Trope-a-Day: Ungovernable Galaxy

Ungovernable Galaxy: A reflection of the truth, long before you get to the size of an entire galaxy, at least when you’re talking about centralizing-hierarchist structures. As they scale up, they start bottlenecking horribly – there’s a reason why most growth patterns matching this structure stall out well before they get to 100 systems.  Hell, a large subset of them crash and burn before they reach one planet.

(The exception that proves the rule is the Voniensa Republic, which claims 8,000 systems – but then, not all of those 8,000 are technically “its”, and the Shell is different from the Core, and so forth.
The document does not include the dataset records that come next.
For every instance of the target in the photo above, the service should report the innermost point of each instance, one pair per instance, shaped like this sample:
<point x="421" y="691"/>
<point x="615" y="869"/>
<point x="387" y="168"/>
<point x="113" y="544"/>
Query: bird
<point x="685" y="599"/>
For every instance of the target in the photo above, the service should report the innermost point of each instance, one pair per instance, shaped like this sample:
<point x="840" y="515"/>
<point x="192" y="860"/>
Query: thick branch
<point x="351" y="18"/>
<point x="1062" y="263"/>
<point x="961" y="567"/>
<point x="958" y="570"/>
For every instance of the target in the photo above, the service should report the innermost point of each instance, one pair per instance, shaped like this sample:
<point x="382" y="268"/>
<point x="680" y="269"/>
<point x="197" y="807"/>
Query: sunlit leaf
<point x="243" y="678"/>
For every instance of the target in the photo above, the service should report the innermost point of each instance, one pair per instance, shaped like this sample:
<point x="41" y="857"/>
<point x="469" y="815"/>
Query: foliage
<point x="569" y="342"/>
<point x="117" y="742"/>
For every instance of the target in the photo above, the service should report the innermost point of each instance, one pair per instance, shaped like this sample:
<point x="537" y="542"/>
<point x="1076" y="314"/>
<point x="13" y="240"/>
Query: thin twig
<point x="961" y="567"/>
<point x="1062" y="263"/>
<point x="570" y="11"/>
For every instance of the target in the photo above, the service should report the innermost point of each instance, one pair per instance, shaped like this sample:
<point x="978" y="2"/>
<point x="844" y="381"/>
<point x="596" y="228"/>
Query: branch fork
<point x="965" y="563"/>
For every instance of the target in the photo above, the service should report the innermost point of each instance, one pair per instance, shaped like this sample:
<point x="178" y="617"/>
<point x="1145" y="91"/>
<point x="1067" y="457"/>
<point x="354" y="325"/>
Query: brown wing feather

That said, they are perhaps the acknowledged masters of making centralizing-hierarchist structures work on this scale, inefficient and kludgy though they are; just because they insist on being primitives doesn’t mean they’re stupid.)

As for the Empire? It was pursuing alternative approaches long before it hit the one-planet level. If you look over here, you’ll see this:

Peter B. Evans uses Williamson’s control loss model to show that higher efficiencies are possible when the Emperor switches to “multiple hierarchy” systems, such as the dual hierarchy. If the Emperor creates a complete second command hierarchy in parallel with the first, his effectiveness rises by nearly two-thirds. The superiority of dual hierarchies is well-known in business (line-and-staff) and in public administration (especially Communist bureaucracies). Lattice structure systems are a more sophisticated form, involving a complete lattice of hierarchial links providing a startling multiplicity of pathways to the top. Such novel system my not encourage galactic stability, but the opportunities for palace intrigue are legion!

Now, what’s the limiting case of a lattice-structure system?

The adhocracy.

That’s the strategy the Empire is pursuing – a radically decentralized system, with tremendous local autonomy handed out at each level, based around Symbol, Meme, and Mesh.

You’ve got a nice spectacular center – the Imperial Couple, the Senate, the Curia – who do serve a key function as deciders-of-last-resort, but who work very hard to avoid decisions having to reach their level, and whose main function, along with the trappings of office and capital, is to be the Symbol, the gravity well around which all else orbits.

You have the Meme, the idea of empire, the dream that is Rome, the ideology that guides policy. Which works much better as a control mechanism because it doesn’t need a center. Memes replicate. It’s what they do. There is a minor centralizing element inasmuch as the Meme must be tended, mutations pruned, and so forth, but that itself can be distributed.

And you have the Mesh. Not a single, massive, centralized hierarchy, but a whole team of organizations flying in close formation, orbiting the same point but not directly controlled by it, with each one – like flocking birds – correcting and corrected by the others near it. Exchanging information – flowing in to the center, back out to the edge, and around peripheral routes. Local nodes of distributed AI systems make decisions based on local knowledge but following shared ideas, creating global coordination without need for centralization. Everything is disseminated everywhere.  Everything checks everything else.

Will it scale to an entire galaxy?

We’ll see.


Trope-a-Day: Obstructive Bureaucrat

Obstructive Bureaucrat: Somewhat averted to begin with; a lot of what makes bureaucrats characteristically bureaucrats is that they’re supposed to operate in a manner practically void of discretion, as good little cogs executing according to the procedure manual and not much more.

The Empire never had the population demographics that it could afford to either waste people as cogs, or support minds that were only capable of being cogs.  Their bureaucrats, governmental or corporate or other, were generally handed tremendous discretion and expected to actually use it, with initiative, to make things work.  Whether it’s that directly, or just that that element made the job rather less soul-destroying…

Later entirely averted with the advent of cybermagistry, in which the artificial intelligences that replaced sophonts in all the pure-bureaucratic jobs couldn’t be obstructive, on account of not possessing the necessary precursors to forming a motivation to be obstructive.  A non-sophont machine can only do what it’s built to do, but does that very well and effectively.

(Except, of course, when obstructionism is needed.  Both Harmonious Serenity and State & Outlands have several offices which specialize in obstruction, obfuscation, and time-wasting… for dealing with those certain petitions and petitioners coming in from outside where the public interest demands that they be bored into submission, or at least into going away and quietly dropping the matter.)